Potatoes may be hard work, too, in the planting-out and earthing-up stages, but after that they are no trouble, and they don't seem to mind what sort of soil they grow in, nor how hard it rains, or blows, though they are vulnerable to late frosts.The joys of having one's own potatoes are worth any amount of sweat ...To which I say, yes! We didn't even "earth-up" the potatoes this year, and still we got lots and lots.
Lettuce is one of my favorite foods - the big leaved, Bibb or Butterhead types. I don't care for the many "spring mixes" that are available now. And I don't use dressing. And I prefer eating it by hand all by itself, like those rabbits I love so well. However, we just can't seem to get it right when it comes to planting it and picking it. But in a gardener's mind, there is always next year, and I think I have a good idea from Susan Hill.
Lettuces I do in succession thoughout the spring and early summer, from a packet of mixed varieties, including Cos and Webbs and Butterhead kinds, and, although I try to sow them thinly, I never thin the seedlings themselves out at all until they are quite big, and as dense as parsley. Then I use half a dozen at once, when they are in young, tender leaf. Whenever I have thinned them early - a dreadful job, in any case - and let them grow to full, individual heartiness, lettuces in this garden have come on too slowly, and become tough, snail-and-greenfly-ridden, and inedible.So, I will try this next year. This kind of planting is very familiar to me from British gardening shows and books. In the US, most gardens, especially flower gardens, are planted with a plant, then a space which is weeded, then another plant. It all looks very neat and tidy, but it is not my way. Everything I have seen and read from England encourages planting close together, like those cottage gardens I love so much with plants intermingling, and sometimes hanging onto one another for support. I love that, and have done it for years in the flower gardens, but never thought of doing this with the lettuce. Am quite excited, to tell the truth!
In her "People" chapter, Susan has a lovely description of the old and the young, which I now, thankfully, know so well.
That close proximity, in a small village like Barley, of the very young and the very old, is a fine thing, especially for a child like ours, who does not have grandparents to hand.

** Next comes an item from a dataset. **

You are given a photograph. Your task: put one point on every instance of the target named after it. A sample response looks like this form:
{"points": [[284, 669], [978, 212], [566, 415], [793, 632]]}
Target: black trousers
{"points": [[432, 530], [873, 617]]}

Small children will talk to anyone, once the guard of shyness has fallen, and they have, like the elderly, a sense of immediacy, a need to say or do something, now, now, the minute it is thought of, combined with that other sense, of the complete irrelevance of time.I'm sorry to be writing "out of season" but it has been quite a full spring and summer, and now with Tom's mother and step-father settled into the assisted living facility, and the grandchildren all in school, pre-K for Indy, and Kindergarten for Hazel and Campbell, I have more solid time to not only read, but also to be more thoughtful about my reading.